This success earned Imus numerous recognitions, including four Marconi Awards, two Major Market Personality of the Year awards, one of Time magazine's "Most Influential Americans" awards (1997), Major Market Personality of the Year, and an award for Syndicated Personality of the Year. Imus also became a member of the Emerson Radio Hall of Fame (1989) and the National Association of Broadcasters Broadcasting Hall of Fame (1996). Additionally, Imus has written several books including God's Other Son (1981/1994) and two books he co-authored with his brother Fred Imus, including Two Guys Four Corners (1997) and Big Guy Country (2001).

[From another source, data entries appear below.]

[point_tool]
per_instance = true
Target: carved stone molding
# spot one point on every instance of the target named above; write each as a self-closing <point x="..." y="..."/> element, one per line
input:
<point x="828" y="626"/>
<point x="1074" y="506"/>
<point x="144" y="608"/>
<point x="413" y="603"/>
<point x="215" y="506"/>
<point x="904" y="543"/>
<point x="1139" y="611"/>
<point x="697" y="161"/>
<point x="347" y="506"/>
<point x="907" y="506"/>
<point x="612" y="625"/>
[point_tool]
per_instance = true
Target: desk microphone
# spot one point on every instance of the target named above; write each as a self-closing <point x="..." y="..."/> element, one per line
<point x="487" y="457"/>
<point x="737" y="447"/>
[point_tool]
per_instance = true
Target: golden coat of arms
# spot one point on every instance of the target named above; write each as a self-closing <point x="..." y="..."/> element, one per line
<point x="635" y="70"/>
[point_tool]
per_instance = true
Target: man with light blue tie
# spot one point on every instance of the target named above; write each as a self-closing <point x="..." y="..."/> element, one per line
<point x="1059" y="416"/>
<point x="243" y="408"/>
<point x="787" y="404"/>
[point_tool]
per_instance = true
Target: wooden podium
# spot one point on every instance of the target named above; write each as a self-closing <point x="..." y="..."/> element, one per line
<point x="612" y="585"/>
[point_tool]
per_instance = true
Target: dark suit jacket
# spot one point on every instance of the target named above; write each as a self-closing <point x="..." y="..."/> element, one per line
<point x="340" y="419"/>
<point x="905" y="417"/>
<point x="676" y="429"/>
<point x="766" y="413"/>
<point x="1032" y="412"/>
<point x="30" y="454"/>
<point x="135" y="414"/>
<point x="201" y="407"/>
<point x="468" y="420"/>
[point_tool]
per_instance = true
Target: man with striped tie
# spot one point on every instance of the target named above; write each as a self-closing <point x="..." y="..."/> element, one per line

A biting and, some say, unacceptably insulting speech at the Radio-Television Correspondents Association dinner in Washington D.C. in 1996, earned Imus new fans and dissenters alike. He was particularly harsh toward President Bill Clinton and First Lady Hillary Clinton, both of whom were in attendance. Imus' defended his behavior with the assertion that he refused to be a hypocrite.
Despite the heavy criticism, Imus has refused to hold back his opinions, both on and off the air. His habit of making cutting, off-the-cuff statements has landed him in hot water in many times, and made him the target of several lawsuits—including one in 2004 regarding his negative comments about a doctor. But his derogatory remarks about the Rutgers University's women's basketball team members in 2007 brought unprecedented ramifications to Imus's career.
A few days after the insulting statements were broadcast, Don Imus told his listeners that he wanted "to take a moment to apologize for an insensitive and ill-conceived remark we made the other morning regarding the Rutgers women's basketball team. It was completely inappropriate, and we can understand why people were offended. Our characterization was thoughtless and stupid, and we are sorry." He also appeared on the Reverend Al Sharpton's syndicated radio program in another effort to apologize for his comment.